I don't have a solid theoretical understanding of normal forms but my instinct is that the normal form of a whiskered natural transformation is (Ηα)Κ (in application order) because the Ηα bit indicates where naturality applies (to morphisms in the image of HF or HG (in application order)), while the precomposition by K is often less important than the postcomposition by H.

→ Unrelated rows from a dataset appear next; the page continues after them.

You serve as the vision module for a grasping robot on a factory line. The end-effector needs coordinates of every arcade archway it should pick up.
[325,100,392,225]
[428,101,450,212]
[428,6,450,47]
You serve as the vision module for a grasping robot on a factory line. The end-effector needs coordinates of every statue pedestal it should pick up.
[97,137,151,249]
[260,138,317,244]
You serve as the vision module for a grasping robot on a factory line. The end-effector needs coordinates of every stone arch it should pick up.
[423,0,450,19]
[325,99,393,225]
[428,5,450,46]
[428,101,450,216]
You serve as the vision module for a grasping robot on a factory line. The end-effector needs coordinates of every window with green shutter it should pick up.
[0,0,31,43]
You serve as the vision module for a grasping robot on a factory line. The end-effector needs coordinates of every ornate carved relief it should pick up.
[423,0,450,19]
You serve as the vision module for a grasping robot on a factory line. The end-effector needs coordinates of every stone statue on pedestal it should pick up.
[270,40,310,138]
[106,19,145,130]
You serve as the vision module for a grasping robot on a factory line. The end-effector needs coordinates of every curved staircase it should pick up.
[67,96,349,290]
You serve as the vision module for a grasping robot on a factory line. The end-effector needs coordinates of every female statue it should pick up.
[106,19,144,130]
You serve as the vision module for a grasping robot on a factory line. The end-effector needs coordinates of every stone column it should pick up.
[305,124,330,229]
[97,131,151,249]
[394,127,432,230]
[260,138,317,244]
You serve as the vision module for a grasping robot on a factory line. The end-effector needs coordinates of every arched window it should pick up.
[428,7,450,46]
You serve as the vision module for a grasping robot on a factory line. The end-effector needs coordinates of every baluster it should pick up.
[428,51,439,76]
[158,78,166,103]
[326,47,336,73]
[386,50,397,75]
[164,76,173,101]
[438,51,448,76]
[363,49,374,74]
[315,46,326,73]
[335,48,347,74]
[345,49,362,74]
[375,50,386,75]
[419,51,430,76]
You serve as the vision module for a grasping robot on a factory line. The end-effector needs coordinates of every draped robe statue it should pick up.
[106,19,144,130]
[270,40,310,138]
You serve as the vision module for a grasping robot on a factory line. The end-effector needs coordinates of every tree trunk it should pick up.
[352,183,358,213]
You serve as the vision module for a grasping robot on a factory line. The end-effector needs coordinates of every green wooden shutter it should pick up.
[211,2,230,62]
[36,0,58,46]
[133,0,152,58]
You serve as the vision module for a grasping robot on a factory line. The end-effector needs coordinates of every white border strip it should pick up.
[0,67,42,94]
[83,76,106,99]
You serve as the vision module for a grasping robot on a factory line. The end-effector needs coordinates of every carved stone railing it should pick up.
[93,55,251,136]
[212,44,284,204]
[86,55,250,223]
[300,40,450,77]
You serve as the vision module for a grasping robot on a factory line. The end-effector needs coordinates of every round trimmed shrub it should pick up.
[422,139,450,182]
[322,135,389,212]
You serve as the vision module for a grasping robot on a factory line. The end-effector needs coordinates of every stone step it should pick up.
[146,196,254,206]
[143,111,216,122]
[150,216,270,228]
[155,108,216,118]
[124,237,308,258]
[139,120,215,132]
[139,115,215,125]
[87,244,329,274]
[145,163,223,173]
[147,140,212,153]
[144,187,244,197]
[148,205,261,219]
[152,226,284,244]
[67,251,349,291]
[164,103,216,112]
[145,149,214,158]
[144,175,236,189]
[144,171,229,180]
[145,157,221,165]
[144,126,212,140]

A normal form might also move the postcomposition by a functor past a composite, privileging Hα >> Ηβ  over H(α >> β). It would be nice though if there were something like the @[assoc] tag (eg @[func]) that could take a proof that eg f >> g = h >> k  and automatically generate a proof that Hf >> Hg = Hh >> Hk.

Actually, a normal form is already defined in mathlib docs#Mathlib.Tactic.BicategoryLike.NormalExpr. In this definition, the normal form of a whiskered 2-morphism is K (α H) in diagrammatic order. This choice can be arbitrary, though.

What bicategory tactic does is rewrite any 2-morphism into its normal form.

Emily Riehl (Jan 17 2025 at 16:52):

@Yuma Mizuno congrats! I need to spend time figuring out how all of this works. Looking forward to your talk.

Yuma Mizuno (Jan 17 2025 at 16:55):

Emily Riehl said:

Yuma Mizuno congrats! I need to spend time figuring out how all of this works. Looking forward to your talk.

Thanks. I won't go into too much detail, but I'll give a rough outline how it works.